Not just in information and entertainment, but in how businesses and consumers organise themselves and interact and, increasingly, in aspects of our lifestyles such as healthcare.
It will affect distribution, services, content, devices and competition.
Here as much as anywhere we need to ensure that there is a healthy environment for investment – which can support, in turn, competition and innovation.
Our position is clear. Ofcom favours a regulatory environment for the next generation of networks and access that both allows and encourages operators to make risky investments, to innovate for the benefit of consumers and, if the risks pay off, for the benefit of their shareholders too.
We are very clear that if operators are going to make investments in new infrastructure, investment that is inherently more risky than developing the existing infrastructure, then they need to know that the regulatory framework will allow them to make and keep a rate of return that is commensurate with the risks they are taking.
And they need a time horizon that gives them a degree of assurance for a realistic period in the future; that they know for example that the regulator will not suddenly change the rules of the game to reduce the returns just as the rewards for the risk start to flow in.
We want investment in a competitive environment. It is encouraging that cable is now talking about seriously rolling out their next generation high bandwidth product at the end of the summer. The emerging success and rapid take-up of mobile broadband will provide a further spur to the fixed line operators to upgrade to next generation high bandwidth products to differentiate themselves competitively to consumers.
In the fixed line environment there is a range of possible approaches to enable a competitive environment. At the deepest infrastructure layer, we are exploring the possibility of duct access, which is already being implemented in a number of other European countries.
At the next level, sub-loop unbundling, or fibre to the street cabinet, has advanced to the point of meaningful trials.

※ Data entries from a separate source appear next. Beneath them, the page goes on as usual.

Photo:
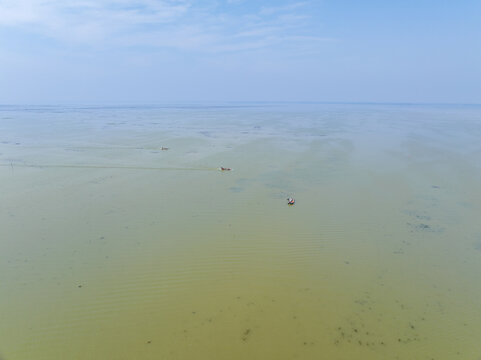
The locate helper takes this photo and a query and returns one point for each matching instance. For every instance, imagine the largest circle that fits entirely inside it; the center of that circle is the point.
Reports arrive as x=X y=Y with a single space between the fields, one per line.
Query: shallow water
x=111 y=248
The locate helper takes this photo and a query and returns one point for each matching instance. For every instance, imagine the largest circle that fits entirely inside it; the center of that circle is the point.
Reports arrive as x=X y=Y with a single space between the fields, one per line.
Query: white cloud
x=180 y=24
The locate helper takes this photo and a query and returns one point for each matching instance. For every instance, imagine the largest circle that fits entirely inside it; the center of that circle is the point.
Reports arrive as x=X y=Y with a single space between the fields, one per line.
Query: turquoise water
x=120 y=237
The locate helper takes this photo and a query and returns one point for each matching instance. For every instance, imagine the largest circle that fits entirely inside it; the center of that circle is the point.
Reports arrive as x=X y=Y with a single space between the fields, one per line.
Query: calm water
x=112 y=248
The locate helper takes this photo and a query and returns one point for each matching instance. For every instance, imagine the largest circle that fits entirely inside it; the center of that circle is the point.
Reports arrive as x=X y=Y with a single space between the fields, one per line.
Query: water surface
x=112 y=248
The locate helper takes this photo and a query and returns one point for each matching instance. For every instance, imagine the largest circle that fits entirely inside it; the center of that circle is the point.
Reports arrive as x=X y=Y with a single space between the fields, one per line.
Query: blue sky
x=91 y=51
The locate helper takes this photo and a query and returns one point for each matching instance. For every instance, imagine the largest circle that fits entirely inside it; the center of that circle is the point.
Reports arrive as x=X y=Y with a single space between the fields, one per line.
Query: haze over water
x=114 y=248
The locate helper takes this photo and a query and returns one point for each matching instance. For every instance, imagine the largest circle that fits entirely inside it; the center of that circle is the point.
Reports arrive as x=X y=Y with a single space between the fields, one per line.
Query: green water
x=111 y=248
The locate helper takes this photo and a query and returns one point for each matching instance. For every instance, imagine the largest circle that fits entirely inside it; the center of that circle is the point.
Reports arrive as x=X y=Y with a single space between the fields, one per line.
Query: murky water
x=112 y=248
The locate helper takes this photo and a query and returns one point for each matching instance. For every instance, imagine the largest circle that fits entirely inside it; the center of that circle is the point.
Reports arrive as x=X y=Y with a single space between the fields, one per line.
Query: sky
x=155 y=51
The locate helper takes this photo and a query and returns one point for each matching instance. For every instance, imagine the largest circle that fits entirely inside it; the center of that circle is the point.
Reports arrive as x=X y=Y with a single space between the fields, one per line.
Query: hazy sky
x=78 y=51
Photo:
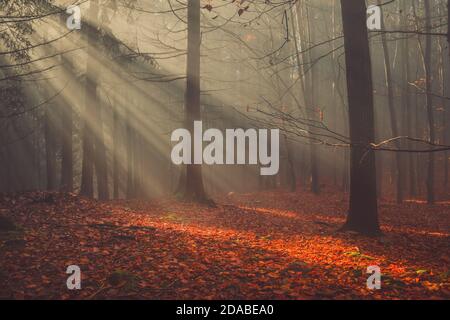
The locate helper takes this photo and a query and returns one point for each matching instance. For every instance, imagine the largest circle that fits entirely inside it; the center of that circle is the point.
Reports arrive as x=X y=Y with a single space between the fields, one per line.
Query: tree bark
x=363 y=212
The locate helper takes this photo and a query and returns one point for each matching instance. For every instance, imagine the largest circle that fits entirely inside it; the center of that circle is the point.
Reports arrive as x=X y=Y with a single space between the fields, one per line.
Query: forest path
x=270 y=245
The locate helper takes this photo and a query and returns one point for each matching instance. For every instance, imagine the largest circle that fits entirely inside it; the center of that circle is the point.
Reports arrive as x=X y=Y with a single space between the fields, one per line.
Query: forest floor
x=270 y=245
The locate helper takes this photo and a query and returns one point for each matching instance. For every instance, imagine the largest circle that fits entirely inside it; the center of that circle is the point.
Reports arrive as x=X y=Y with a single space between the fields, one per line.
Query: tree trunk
x=91 y=101
x=363 y=213
x=393 y=114
x=50 y=148
x=194 y=180
x=429 y=103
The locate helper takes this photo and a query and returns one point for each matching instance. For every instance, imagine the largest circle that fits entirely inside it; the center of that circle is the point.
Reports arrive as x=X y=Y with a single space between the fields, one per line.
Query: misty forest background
x=364 y=115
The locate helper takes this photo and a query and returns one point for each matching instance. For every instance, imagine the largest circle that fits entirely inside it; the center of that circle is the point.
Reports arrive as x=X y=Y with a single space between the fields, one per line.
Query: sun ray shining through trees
x=223 y=149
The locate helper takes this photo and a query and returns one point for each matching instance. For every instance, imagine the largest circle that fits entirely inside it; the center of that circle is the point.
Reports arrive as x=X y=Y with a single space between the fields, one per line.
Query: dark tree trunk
x=91 y=102
x=101 y=167
x=116 y=154
x=363 y=213
x=393 y=114
x=194 y=180
x=429 y=103
x=50 y=148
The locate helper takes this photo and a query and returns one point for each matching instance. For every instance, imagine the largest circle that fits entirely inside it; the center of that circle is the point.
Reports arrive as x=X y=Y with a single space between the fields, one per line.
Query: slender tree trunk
x=429 y=103
x=130 y=157
x=91 y=101
x=50 y=148
x=194 y=180
x=363 y=213
x=101 y=167
x=116 y=153
x=392 y=111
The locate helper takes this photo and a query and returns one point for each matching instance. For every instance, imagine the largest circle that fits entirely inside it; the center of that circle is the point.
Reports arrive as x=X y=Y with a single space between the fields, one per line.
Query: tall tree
x=391 y=105
x=363 y=212
x=194 y=189
x=429 y=102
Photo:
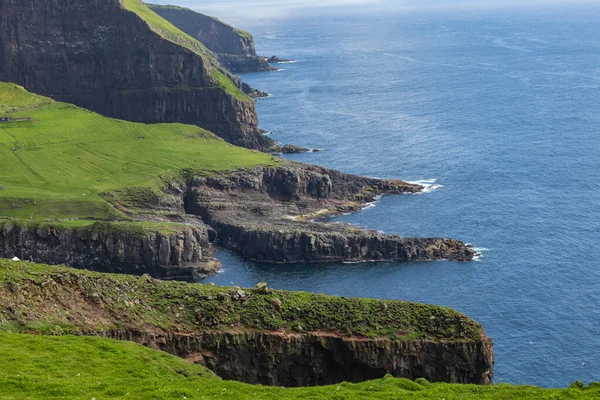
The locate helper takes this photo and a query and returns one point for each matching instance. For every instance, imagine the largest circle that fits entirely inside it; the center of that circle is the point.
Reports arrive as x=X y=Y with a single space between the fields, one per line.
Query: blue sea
x=498 y=112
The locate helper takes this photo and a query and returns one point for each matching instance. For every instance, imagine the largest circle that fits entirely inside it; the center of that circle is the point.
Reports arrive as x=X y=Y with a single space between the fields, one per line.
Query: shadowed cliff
x=233 y=47
x=124 y=61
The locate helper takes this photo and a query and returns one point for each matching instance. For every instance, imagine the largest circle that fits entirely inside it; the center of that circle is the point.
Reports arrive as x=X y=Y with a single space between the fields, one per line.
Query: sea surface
x=498 y=111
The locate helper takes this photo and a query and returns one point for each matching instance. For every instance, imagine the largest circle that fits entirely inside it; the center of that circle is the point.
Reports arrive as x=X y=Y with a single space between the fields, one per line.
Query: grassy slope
x=173 y=34
x=58 y=165
x=130 y=301
x=43 y=367
x=241 y=32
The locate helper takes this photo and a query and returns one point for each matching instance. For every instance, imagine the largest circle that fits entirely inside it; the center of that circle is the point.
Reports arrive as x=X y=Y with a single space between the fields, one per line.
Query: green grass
x=240 y=32
x=183 y=307
x=64 y=162
x=173 y=34
x=68 y=367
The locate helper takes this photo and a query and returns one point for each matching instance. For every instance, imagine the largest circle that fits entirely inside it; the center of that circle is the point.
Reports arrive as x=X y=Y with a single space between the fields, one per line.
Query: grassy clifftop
x=173 y=34
x=43 y=367
x=58 y=164
x=79 y=301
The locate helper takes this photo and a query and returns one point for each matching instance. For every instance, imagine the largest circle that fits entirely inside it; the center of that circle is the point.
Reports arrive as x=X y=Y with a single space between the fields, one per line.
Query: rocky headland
x=252 y=335
x=118 y=58
x=166 y=251
x=233 y=47
x=270 y=214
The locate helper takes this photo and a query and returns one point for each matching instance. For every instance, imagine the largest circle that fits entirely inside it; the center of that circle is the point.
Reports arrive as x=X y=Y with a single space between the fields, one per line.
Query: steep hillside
x=233 y=47
x=62 y=167
x=254 y=335
x=122 y=60
x=45 y=367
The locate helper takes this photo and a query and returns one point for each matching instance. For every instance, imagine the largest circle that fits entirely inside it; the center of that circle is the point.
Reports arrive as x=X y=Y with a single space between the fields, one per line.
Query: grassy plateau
x=72 y=367
x=58 y=165
x=44 y=310
x=169 y=32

But these deep infrastructure forms of competition will focus on dense metropolitan areas; and the physics means that there is likely to be room - literally - for a very limited number of competitors.
So while a lot of the emphasis elsewhere in Europe has been on ducts and SLU, we also want to focus on a successful wholesale route to competition; what we call active line access- a good wholesale product family that allows other providers to innovate and differentiate well above that which is associated with a simple resale model.
Perhaps because of the strength of current generation broadband competition in the UK, the debate on next generation access has taken some time to ignite in this country.
Ofcom first surfaced the issue in our Telecommunications Strategic Review. It received little engagement at the time as operators were, understandably, focused on the near term opportunity offered by current generation LLU. Since then we have published two further documents discussing the regulatory challenges posed by next generation access networks, with, it has to be said, very limited reaction or interest until very recently.
Over the last few weeks there has been a step change in the level of interest and engagement on NGA issues from a range of companies and organisations.
This is excellent news and a development that I very much welcome. Now we have meaningful engagement, the time is right to change gear in our determination to address regulatory and other issues of practical implementation.
We need to bring industry together to debate and resolve some critical issues. Ofcom will provide an important forum for debating and resolving these key issues with industry.
That is why I have today written to leading CEOs across the communications sector to initiate a concerted dialogue on the key issues. Ofcom will host the first of a series of working sessions focused on practical action and resolution of areas of uncertainty as soon as possible.